Conversation avec Véronique Boulais

Conversation avec Véronique Boulais

Figurez-vous une soirée de novembre boulevard Montparnasse dans le 15ème arrondissement de Paris. Une pluie fine brouille les lumières des feux, des phares et des fenêtres. Nous poussons la porte d'un café bientôt centenaire. Une chaleur douce nous accueille. C'est là, devant un thé fumant, que commence notre conversation avec Véronique Boulais, l'autrice de Victorine Martineau publié aux Éditions LCH·Compagnons, un ouvrage en vers libres où elle tente de mettre des mots sur la mort de celle qui lui a donné le jour.
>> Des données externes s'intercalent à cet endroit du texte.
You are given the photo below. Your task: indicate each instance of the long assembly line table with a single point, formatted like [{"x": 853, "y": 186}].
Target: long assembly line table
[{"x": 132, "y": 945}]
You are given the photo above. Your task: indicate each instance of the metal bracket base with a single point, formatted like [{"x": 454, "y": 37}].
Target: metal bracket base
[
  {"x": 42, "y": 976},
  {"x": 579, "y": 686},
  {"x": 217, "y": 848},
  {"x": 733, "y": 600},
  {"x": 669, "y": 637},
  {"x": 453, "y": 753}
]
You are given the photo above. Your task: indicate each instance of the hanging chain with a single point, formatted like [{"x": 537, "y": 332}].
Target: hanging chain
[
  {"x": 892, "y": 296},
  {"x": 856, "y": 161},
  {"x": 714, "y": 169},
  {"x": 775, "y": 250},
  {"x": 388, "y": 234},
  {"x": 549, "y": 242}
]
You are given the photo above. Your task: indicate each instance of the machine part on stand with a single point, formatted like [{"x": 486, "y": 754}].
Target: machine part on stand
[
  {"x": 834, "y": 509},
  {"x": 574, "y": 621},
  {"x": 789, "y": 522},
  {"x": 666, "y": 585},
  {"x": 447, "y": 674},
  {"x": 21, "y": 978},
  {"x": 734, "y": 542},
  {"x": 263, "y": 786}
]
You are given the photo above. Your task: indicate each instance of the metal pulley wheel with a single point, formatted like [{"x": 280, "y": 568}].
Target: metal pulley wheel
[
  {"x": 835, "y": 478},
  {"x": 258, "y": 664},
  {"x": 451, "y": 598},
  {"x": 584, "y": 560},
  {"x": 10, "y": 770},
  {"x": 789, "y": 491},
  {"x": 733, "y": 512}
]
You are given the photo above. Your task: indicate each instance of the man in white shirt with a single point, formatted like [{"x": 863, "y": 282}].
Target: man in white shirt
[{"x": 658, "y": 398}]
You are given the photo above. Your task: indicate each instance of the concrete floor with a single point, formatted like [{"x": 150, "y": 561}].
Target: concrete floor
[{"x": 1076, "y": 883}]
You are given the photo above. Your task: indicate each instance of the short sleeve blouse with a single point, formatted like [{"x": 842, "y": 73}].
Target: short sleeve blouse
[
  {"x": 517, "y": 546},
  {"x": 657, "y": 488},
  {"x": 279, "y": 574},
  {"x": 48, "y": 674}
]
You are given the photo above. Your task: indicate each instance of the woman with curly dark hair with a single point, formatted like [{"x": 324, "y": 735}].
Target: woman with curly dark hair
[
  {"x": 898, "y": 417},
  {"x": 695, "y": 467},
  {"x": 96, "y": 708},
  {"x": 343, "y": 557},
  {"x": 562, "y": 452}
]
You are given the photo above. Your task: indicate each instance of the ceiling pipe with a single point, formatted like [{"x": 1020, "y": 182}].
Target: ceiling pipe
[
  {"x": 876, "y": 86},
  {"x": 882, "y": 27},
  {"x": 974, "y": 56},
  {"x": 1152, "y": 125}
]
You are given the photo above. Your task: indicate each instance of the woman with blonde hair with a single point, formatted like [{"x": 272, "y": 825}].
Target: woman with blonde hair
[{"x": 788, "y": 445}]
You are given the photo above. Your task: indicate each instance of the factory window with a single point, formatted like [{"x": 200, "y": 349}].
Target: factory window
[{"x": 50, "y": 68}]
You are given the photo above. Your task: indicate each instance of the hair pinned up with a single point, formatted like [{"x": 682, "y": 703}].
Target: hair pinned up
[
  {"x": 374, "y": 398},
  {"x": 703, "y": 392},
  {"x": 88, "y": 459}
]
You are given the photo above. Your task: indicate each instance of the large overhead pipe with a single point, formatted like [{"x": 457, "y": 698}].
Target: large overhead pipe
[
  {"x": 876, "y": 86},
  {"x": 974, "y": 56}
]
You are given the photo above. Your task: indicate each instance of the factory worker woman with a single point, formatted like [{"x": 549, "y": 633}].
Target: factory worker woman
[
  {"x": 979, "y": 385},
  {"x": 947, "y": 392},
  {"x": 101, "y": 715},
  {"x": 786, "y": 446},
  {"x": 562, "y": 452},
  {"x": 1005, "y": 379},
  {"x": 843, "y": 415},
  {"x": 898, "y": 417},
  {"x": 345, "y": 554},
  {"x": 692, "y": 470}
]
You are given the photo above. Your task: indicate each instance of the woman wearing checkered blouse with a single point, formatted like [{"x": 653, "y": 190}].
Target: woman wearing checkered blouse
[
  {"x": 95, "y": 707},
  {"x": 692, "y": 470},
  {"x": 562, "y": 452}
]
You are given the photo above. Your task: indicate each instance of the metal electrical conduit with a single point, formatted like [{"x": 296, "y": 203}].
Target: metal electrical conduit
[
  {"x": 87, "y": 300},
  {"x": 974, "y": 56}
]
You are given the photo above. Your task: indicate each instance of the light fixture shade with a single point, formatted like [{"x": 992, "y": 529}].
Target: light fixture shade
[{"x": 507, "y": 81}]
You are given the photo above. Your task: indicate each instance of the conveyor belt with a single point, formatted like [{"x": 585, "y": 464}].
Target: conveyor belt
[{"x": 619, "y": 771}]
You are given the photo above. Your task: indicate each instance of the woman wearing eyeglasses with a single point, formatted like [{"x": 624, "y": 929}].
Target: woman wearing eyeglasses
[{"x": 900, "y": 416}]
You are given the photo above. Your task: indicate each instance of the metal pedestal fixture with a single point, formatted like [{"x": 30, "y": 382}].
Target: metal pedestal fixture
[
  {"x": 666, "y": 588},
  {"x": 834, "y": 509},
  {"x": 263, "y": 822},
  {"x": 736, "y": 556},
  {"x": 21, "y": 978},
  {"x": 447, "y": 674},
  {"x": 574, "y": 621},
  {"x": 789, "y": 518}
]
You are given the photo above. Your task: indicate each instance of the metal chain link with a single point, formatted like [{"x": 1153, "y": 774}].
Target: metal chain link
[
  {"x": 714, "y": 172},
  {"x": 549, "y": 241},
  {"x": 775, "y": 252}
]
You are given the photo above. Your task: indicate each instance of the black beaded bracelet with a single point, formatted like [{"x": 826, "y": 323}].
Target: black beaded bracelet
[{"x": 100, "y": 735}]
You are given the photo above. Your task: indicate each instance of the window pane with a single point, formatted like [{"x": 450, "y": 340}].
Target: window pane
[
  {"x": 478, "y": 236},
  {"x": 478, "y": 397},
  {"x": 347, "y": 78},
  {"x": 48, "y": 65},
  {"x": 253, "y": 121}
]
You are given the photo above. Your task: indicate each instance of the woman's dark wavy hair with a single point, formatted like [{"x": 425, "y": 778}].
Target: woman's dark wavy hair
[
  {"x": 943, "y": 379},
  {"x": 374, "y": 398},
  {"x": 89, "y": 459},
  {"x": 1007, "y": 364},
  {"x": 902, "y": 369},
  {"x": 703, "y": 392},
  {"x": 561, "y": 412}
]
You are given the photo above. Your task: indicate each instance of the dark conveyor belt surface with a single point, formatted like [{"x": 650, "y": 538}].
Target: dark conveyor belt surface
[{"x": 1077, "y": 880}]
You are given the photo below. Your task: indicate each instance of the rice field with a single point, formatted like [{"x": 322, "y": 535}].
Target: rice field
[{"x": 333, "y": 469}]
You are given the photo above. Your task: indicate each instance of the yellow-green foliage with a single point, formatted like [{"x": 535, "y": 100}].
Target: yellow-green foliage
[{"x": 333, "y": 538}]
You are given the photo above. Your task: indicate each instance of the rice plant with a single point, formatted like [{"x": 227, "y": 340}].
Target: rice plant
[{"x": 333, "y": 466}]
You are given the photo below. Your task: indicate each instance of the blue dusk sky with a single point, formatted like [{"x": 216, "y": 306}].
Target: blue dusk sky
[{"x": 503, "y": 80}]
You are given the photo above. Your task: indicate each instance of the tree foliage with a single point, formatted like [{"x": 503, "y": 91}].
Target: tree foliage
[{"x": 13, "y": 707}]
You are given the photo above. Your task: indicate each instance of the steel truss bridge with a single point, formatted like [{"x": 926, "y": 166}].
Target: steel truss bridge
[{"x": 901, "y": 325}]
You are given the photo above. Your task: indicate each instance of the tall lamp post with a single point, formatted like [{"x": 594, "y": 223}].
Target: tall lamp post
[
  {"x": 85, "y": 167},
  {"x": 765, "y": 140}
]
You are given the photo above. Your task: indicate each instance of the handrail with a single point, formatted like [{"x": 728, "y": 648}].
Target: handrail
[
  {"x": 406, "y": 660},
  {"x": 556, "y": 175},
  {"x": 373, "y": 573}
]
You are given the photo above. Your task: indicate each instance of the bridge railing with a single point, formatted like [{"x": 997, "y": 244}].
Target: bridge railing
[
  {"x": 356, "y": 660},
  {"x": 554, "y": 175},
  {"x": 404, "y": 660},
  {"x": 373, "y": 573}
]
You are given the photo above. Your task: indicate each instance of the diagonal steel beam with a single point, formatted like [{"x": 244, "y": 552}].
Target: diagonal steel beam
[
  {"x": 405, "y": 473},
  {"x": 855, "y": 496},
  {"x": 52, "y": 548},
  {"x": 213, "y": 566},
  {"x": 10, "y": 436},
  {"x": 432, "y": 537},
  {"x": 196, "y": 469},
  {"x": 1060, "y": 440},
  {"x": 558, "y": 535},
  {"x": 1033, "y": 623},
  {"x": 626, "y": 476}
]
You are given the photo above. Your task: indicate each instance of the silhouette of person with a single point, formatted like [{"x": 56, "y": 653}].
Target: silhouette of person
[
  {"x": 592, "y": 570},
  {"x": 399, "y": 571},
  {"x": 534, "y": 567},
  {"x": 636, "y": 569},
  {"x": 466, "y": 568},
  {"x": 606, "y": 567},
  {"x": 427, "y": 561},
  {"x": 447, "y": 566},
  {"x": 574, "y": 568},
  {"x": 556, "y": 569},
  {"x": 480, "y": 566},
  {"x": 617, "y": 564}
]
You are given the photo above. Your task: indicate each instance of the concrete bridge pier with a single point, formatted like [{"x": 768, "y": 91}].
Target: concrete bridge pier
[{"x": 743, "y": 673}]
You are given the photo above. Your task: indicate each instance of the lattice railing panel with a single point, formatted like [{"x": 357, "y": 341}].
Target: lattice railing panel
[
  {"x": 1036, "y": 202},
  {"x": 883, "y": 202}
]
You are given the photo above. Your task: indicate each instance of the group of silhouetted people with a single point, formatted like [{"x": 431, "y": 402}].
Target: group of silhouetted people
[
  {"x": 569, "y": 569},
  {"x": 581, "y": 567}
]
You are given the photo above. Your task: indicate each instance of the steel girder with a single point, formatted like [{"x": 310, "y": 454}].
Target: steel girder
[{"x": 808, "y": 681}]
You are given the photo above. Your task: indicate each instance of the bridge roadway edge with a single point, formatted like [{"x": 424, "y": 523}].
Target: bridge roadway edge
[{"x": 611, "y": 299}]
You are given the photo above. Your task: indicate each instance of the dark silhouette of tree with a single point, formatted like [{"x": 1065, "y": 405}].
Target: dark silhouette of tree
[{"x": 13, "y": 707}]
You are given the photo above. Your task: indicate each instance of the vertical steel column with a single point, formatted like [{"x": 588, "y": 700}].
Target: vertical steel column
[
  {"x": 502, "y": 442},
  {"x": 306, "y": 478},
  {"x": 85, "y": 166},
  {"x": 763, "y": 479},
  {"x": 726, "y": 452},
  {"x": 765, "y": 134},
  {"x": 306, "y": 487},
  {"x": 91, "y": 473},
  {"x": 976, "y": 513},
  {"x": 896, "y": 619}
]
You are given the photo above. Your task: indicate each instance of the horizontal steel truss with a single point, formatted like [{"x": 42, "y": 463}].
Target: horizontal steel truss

« Un petit monument pour ma mère »

- Est-ce pour rendre hommage à votre mère que vous avez fait de sa disparition le sujet de ce recueil de poèmes ?
- Oui, Victorine Martineau est un petit monument pour ma mère, affirme Véronique Boulais. Je le lui devais. Pendant sa vieillesse, l'idée d'écrire quelque chose après, quand elle ne serait plus, sur elle et pour elle, m'a sans doute aidée à supporter mon impuissance, ma honte, la honte de ma honte et le sentiment de ma défection. Je voulais écrire en compensation de ce que je n'avais pas fait. De l'amour que je ne lui avais pas témoigné. De ce que je n'avais pas été pour elle... Ma mère est morte loin de moi. Elle était en vacances chez l'une de mes sœurs et s'est cassé le col du fémur, puis elle a vécu cinq ans dans une maison de retraite. J'ai eu l'impression de l'avoir abandonnée.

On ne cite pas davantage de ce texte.